Oda, tarafından paylaşılan görüntülerde kolonlarda imalat hataları olduğu görülüyor.
ÇOK SAYIDA İHALEYİ ALMIŞ
Öte yandan Çevre, Şehircilik ve İklim Değişikliği Bakanlığı'nın gerçekleştirdiği 'İzmir İli, Aliağa İlçesi, Aliağa Mahallesi 614 Konut, 32 Dükkan ve 1 Adet Cami İnşaatları ile Altyapı ve Çevre Düzenlemesi İşi`` ihalesini Diyarbekir merkezli Kayasan Yapı İnşaat Şirketi'nin aldığı ortaya çıktı. EKAP'ta yer alan bilgilere göre 25 Ağustos 2023 tarihli ihalede maliyet bedeli 1 milyar 84 milyon 240 bin 286 TL ile belirlenirken Kayasan isimli şirket ihaleyi 1 milyar 79 milyın 917 TL ile aldı. Şirket aralarında İzmir'deki yurt ihalesi de olmak üzere çok sayıda kamu ihalesini aldığı da öğrenildi.
Oda'nın açıklaması şu şekilde:
BASINA VE KAMUOYUNA
T.C. Çevre, Şehircilik ve İklim Değişikliği Bakanlığı/Toplu Konut İdaresi Başkanlığı tarafından 31.03.2020 tarihinde yapım işi ve sonrasında ikmal işi olarak ihale edilen '`İzmir İli, Aliağa İlçesi, Aliağa Mahallesi 614 Konut, 32 Dükkan ve 1 Adet Cami İnşaatları ile Altyapı ve Çevre Düzenlemesi İşi`` ile ilgili Şubemize hak sahipleri tarafından imalatla ilgili fotoğrafları da içeren şikayet dilekçesinin iletilmesi sonrasında Şubemiz tarafından proje sahasında yerinde incelemelerde bulunulmuştur.
Tespit edilen imalat hataları, deprem tehdidi altında olan kentimiz ve vatandaşlarımız adına endişe vericidir.
Yapılan incelemede, betonarme elemanların yapımında tünel kalıp sisteminin kullanıldığı anlaşılmaktadır. Taşıyıcı elemanların deprem kuvvetleri etkisi altında kritik öneme sahip alt ve üst uç birleşim bölgelerinde hayati tehlike arz edecek şekilde imalat hataları görülmektedir. Bu kusurların uygulamadaki hatalardan ve denetim eksikliğinden kaynaklandığı şüphesizdir. Deprem tehdidi altındaki bir bölgede, kurulma amacı özellikle dar ve orta gelirli vatandaşın nitelikli konut ihtiyacını karşılamak olan TOKİ tarafından inşa edilmekte olan bu yapılarda dikkatsiz ve özensiz imalatlar telafisi mümkün olmayan sonuçlara yol açabilir.

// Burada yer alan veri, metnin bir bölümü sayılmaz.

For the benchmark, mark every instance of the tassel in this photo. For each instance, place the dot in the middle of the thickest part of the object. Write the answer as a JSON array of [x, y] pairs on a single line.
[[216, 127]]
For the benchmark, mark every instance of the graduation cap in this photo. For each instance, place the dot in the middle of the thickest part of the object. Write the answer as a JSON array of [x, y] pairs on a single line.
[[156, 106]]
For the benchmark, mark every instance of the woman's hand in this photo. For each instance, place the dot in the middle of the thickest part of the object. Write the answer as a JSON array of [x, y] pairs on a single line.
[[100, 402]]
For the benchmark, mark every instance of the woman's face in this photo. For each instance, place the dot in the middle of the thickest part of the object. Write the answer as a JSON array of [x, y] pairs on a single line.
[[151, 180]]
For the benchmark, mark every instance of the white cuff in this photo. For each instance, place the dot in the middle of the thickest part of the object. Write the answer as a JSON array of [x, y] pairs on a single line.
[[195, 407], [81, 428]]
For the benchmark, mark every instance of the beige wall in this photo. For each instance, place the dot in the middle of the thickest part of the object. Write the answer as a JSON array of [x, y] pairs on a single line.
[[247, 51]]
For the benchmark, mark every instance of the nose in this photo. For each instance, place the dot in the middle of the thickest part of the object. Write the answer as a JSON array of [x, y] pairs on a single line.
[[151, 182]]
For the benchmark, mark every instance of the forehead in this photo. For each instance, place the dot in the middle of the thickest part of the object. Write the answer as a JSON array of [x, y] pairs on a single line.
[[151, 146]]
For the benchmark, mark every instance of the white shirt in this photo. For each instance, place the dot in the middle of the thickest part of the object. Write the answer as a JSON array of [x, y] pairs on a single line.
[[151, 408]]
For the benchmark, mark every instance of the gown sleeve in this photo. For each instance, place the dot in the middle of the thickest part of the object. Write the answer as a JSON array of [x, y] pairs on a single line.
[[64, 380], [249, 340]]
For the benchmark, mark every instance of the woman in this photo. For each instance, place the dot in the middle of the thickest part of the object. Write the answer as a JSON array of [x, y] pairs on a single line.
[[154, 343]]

Binalar, güncel yönetmeliklere uygun şekilde tasarlanmış olsa da yerinde projesine ve fen-sanat kurallarına uygun şekilde imal edilmediği, imalat sonrası bakımları ve denetlemeleri yapılmadığı takdirde hayati tehlike oluşturacak sonuçların ortaya çıkması kaçınılmazdır. Üstelik bu tür imalat hatalarının, olası bir deprem sonrası binanın yıkılması durumunda tespitinin de oldukça zor hatta imkansız olduğunu ifade etmek isteriz. Dolayısı ile imalat aşamasındaki denetim de bu nedenle son derece önemlidir. Devam eden bloklarda aynı durumların oluşmaması için; kullanılan kalıp malzemesinin teknik dokümanları, kurulum projesi, hesap raporu, işçilerin mesleki yeterlilik belgeleri ile imalatları teslim alan teknik personellerin imzaladıkları tutanaklar incelenmeli ve tüm sürecin mevzuata uygun olarak devam etmesi sağlanmalıdır. Denetim konusunda yaşanabilecek herhangi bir zafiyetin bedelinin ne kadar yıkıcı olabileceğini 30 Ekim 2020`de İzmir`de ve 6 Şubat 2023`te on bir ilimizde yaşadık.
Yetkilileri uyarıyoruz ve sorumluluklarını yerine getirmeye davet ediyoruz.
Konuya dair Şubemize ulaşan şikayet sonrasında söz konusu durum, ivedi bir şekilde Çevre, Şehircilik ve İklim Değişikliği Bakanlığı, Toplu Konut İdaresi Başkanlığı (TOKİ), İzmir Valiliği Çevre, Şehircilik ve İklim Değişikliği İl Müdürlüğü ve Aliağa Belediyesine iletilmiştir ancak ilgili kurumlar tarafından bugüne kadar sahada herhangi bir denetim yapılmadığı bilgisi Şubemize ulaşmıştır.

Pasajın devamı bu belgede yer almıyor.